Key Findings about Religion in India

Authors: Neha Sahgal, Jonathan Evans

Affiliation: Pew Research Center

Organization/Publisher: Pew Research Center

Date/Place: June 29, 2021 / Washington DC, US

Type of Literature: Survey/Analysis

Number of Pages: 223


Keywords: India, Religion, Hindu, Muslim, Minority, Partition, Pakistan


In one of the biggest surveys ever done, 30,000 people were given a set of questions to discuss how people in India see religion. The outcome is not surprising: around 64% of  Indians believe “it is very important to be Hindu to be ‘truly’ an Indian.” Muslims constitute at least 16% of the country’s total population. Eighty percent of respondents also think speaking Hindi makes one a “true Indian.” This mindset boosted electoral success of the ruling Hindu nationalist Bharatiya Janata Party. The survey also shows that there is a “strong preference for keeping religious communities segregated” despite the country claiming to be a secular one. India is a leader in beef exports across the globe (ranking 4th), exposing the contrast between how the current government acts in international trade and how it domestically polices the dietary menu.
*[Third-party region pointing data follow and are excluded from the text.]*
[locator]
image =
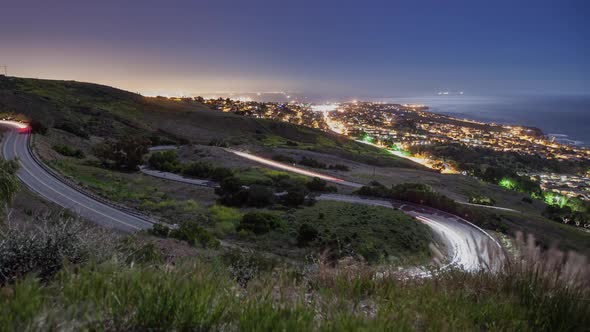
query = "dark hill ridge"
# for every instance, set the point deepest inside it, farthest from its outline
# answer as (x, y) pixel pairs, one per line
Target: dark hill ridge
(87, 109)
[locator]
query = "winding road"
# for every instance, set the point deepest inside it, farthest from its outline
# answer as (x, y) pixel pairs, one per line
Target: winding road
(468, 245)
(15, 145)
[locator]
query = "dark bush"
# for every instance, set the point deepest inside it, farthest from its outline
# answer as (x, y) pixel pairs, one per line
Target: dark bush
(305, 161)
(260, 196)
(283, 159)
(160, 230)
(306, 234)
(45, 248)
(221, 173)
(67, 151)
(198, 169)
(482, 200)
(73, 128)
(191, 232)
(37, 127)
(294, 197)
(259, 222)
(126, 153)
(317, 184)
(166, 161)
(339, 167)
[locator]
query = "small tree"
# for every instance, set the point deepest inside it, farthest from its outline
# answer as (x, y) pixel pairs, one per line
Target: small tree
(9, 184)
(166, 161)
(259, 222)
(126, 153)
(306, 234)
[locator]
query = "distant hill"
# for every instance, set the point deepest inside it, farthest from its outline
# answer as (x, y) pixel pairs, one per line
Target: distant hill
(88, 109)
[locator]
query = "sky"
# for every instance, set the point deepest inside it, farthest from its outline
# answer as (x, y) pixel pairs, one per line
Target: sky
(325, 47)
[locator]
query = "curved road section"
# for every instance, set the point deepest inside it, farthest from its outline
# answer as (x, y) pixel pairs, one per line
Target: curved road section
(469, 247)
(15, 145)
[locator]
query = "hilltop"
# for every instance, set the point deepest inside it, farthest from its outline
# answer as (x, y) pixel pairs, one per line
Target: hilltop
(257, 252)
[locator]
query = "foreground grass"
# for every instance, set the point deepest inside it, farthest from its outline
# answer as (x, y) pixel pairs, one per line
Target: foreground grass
(203, 296)
(63, 276)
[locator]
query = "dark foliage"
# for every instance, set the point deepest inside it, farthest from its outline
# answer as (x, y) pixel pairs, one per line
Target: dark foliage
(259, 222)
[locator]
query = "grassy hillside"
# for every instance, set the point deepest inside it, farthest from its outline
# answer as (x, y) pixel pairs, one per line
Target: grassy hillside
(89, 109)
(71, 281)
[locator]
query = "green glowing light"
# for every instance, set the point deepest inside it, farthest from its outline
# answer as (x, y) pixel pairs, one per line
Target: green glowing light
(555, 199)
(507, 183)
(368, 139)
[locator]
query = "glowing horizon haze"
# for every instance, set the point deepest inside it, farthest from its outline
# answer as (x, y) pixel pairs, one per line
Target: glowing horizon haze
(332, 48)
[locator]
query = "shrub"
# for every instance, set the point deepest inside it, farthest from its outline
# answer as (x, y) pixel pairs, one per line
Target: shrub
(221, 173)
(37, 127)
(283, 159)
(339, 167)
(317, 184)
(126, 153)
(73, 128)
(9, 183)
(159, 230)
(259, 222)
(226, 219)
(260, 196)
(305, 161)
(166, 161)
(44, 250)
(306, 234)
(67, 151)
(205, 170)
(482, 200)
(191, 232)
(294, 197)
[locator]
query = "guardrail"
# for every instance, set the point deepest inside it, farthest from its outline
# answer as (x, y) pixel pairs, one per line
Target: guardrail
(82, 191)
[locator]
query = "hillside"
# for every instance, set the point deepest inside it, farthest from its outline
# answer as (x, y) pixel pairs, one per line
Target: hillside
(87, 109)
(258, 253)
(81, 114)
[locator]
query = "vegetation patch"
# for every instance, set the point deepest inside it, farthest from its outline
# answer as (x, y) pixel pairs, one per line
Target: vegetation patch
(378, 234)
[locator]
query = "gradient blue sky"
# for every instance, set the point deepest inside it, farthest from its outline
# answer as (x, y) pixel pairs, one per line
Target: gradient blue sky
(336, 48)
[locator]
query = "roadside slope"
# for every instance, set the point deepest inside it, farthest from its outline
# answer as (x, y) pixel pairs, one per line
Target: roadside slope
(39, 180)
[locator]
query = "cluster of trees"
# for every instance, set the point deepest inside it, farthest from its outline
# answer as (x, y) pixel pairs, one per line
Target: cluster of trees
(423, 194)
(188, 231)
(285, 191)
(260, 222)
(126, 153)
(66, 150)
(471, 159)
(309, 162)
(9, 183)
(168, 161)
(482, 200)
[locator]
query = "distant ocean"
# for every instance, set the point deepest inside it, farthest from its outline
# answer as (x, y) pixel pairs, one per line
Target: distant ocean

The survey reveals around 72% Hindus believe “a person cannot be Hindu if they eat beef” and the current regime has criminalized beef eating in the country; the state has not halted attacks on beef eaters which includes lynchings. It identifies that a strong majority among the Indian Muslims favor seeking remedy for family and inheritance-related cases in officially recognized Islamic courts, known as dar-ul-qaza. But the majority Hindu community is unlikely to support such a case. However, 48% of Indian Muslims view the partition of the subcontinent into Hindu-majority India and an all-Muslim Pakistan “was a bad thing for Hindu-Muslim relations. Only three-in-ten Muslims say it was a good thing.” Caste plays an important role regardless whether one is Hindu or not, “Indians nearly universally identify with a caste.” It is predominant among Hindus, in which the lower caste face utmost discrimination and unequal economic opportunities.